Mitsubishi Eclipse FAQ

^*: Bearing manufacturer tolerance.

Oil pressure measured at the oil filter housing

• › 1000 rpm : 20-30 psi
• › 5000 rpm : 70-80 psi

Oil pressure measured at the head

• › 1000 rpm : 5 psi
• › 5000 rpm : 30 psi

These are mean values taken after warm up with 30 weight synthetic oil. Rule of thumb is 10 psi per 1000 rpm.

With balance shafts eliminated I've seen oil pressure spike over 100 psi even on part throttle. You can port your oil filter housing's bypass port to get things back to normal.

When using a forward facing OFH without provisions for oil cooling check for pressure before going havoc with a dremel as my oil pressure were within acceptable range out of the box. It's odd as all internal parts are the same between the two.

Eclipse vacuum at idle

• › Stock : 18-20 in.Hg
• › HKS 264/272 : 14-16 in.Hg
• › HKS 272/272 : 13-15 in.Hg
• › Crane 264/256 : 10-12 in.Hg
• › Crane 280/280 : 00-00 in.Hg

idle set at 750 - 900 rpm

NPT vs BSPT

NPT has one less thread per inch and a slight difference in taper angle compared to BSPT thread. If you try fitting a NPT in a BSPT thread you'll find it only goes in one turn. They're similar enough for one to force the NPT in there, which is not recommended. Rather, re-tap the BSPT with a NPT tap. Once you cut the threads with a NPT tap, both BSPT and NPT threads fit nicely. All taper threads found on the Mitsubishi Eclipse are BSPT.
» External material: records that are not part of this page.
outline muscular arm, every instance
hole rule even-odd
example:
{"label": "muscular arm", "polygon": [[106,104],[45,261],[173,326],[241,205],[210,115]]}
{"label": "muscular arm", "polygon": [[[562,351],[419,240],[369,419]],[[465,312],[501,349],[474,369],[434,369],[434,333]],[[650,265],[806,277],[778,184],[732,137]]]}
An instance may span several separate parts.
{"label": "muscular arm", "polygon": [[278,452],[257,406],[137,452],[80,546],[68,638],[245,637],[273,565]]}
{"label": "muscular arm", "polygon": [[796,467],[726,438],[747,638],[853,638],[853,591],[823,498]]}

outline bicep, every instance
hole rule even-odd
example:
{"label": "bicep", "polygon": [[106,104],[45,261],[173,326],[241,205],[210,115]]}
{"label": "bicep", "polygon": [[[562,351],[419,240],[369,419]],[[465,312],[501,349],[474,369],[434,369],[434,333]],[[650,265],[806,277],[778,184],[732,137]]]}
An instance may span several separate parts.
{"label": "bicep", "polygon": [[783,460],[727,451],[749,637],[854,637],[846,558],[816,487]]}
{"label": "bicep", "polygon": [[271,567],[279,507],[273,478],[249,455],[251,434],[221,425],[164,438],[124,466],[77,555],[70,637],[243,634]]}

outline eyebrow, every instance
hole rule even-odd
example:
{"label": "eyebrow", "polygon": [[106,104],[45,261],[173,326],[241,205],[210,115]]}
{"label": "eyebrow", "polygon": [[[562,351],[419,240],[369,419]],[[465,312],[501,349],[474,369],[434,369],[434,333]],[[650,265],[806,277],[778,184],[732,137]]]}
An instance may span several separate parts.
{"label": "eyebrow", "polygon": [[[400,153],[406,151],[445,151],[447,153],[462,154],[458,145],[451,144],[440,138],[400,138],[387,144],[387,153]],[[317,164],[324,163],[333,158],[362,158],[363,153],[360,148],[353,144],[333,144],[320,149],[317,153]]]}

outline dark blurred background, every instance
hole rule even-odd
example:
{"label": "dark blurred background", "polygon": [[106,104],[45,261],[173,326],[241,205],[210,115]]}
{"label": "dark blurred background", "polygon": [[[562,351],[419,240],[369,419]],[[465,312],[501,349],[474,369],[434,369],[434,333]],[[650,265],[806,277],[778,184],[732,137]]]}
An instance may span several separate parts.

No matter how tight you make NPT threads, a leakage path still exists. It is the function of the sealant to block the path between the male and female thread. Generally you want 2-3 turns with a wrench after hand tight. Take extra care not to cross thread. You should have 4-6 threads engaged, cut the thread depth accordingly.

Transmission mounting bolt size and under head length (UHL)

• › V : MF140471 : M10 x 65mm
• › U : MF140226 : M10 x 40mm
• › Y : MD740892 : M10 x 43.5mm
• › Q : MD706012 : M8 x 60mm
• thread pitch - 1.25mm
• applies to both AWD & FWD, M/T & A/T
• NOTE : 97+ A/T uses MF140271 for the "U" bolt.

Transmission mounting bolt location

The "Q" bolt (red arrow) is the only one that goes in from the block side and threads into the transmission.

The "U" bolt above the "V" is not used when you swap a 6bolt block to your 2G tranny.

I can't believe how many people ask about missing transmission bolts, so this is for anyone searching for info on what bolts they need. While you're at it check to see you have the dowels at V Q location. It's important you have them so that you can correctly mount the transmission to the block without binding. Always torque these two bolt before the others, else you risk a chance of cracking the bell housing.

1G Thermostat Housing & 1G '90 Air-cooled Oil Filter Housing

All small ports are 1/8"-28 BSPT, and large ports are 3/8"-19 BSPT.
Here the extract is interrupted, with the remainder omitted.